Page 30 of Too Late


  I ignore the fact that it feels like my guts are lodged in my throat because he's telling me he saw Sloan, and I focus on the fact that I'm pretty sure he just said Sloan was hot. Who does this fucker think he is?

  "What's so special about this bakery, anyway?" he asks, kicking back in his chair. He's wanting to know why I forked over a clean ten grand for a computer and her address. Another five grand was promised if he was able to get some actual surveillance footage, proving that she actually lives at the address.

  "That bakery is one of a kind, Anthony," I say as I pull the laptop out of the bag. Anthony wrote all the instructions down for how to access the surveillance footage he'll be uploading for me. Also in the bag is a Wi-Fi box set up in his name so it's not traceable to me in any way.

  "Did you get any cupcakes at the bakery?" I ask him. Cupcakes is code for surveillance footage. We sound like two tools with all this baked goods talk, which is why I switch it up every time he comes over. Last week it was TV shows.

  He smirks again. "Yeah, they're in the bag," he says, pulling out more sheets of paper from the backpack. He unfolds one and points to an email address and a password, letting me know that's where I can find all the footage.

  My pulse is raging inside me and I'm trying to calm it down, but it feels like my heart is in the middle of a fucking mosh pit.

  I want Anthony to leave so I can pull up the footage. I need to see her. It's been three months since I've been able to lay eyes on her. I need to fucking see her.

  I stand up and walk down the hallway to retrieve the money I owe him. I toss it on the table and point at the door, letting him know he's no longer needed today. He slides the envelope in his back pocket. "Anything else you need? I can stop back by tomorrow."

  I shake my head. "Nope. I'll let you know when I run out of cake."
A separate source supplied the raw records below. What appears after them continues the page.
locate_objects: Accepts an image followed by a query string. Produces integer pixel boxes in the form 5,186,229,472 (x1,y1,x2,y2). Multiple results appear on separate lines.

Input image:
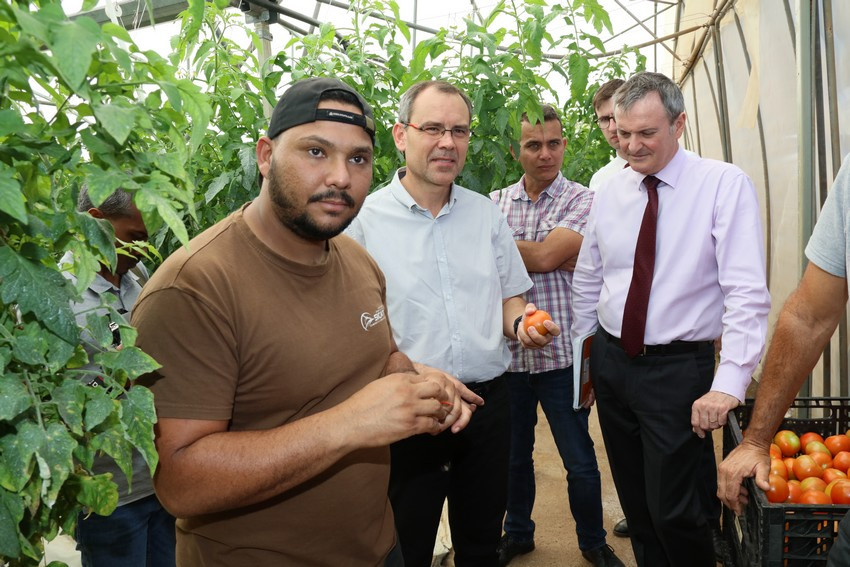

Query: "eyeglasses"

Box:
401,122,472,140
594,114,617,128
  He grins and heads for the front door.

  I set up the Wi-Fi and log in to the account. There's a message along with the email that links to the Dropbox. The message is from Anthony.

  Recorded about eight hours of footage yesterday and cut it down to actual visual of the couple. Got a couple of minutes of some dude leaving and returning. Halfway through the footage, you'll see the girl take out the trash. End of footage shows both of them. I'll record more this week. If you want, we can set it up on a live feed that you can access from this computer. Takes two seconds. Just let me know.

  I email him back before I even download the footage.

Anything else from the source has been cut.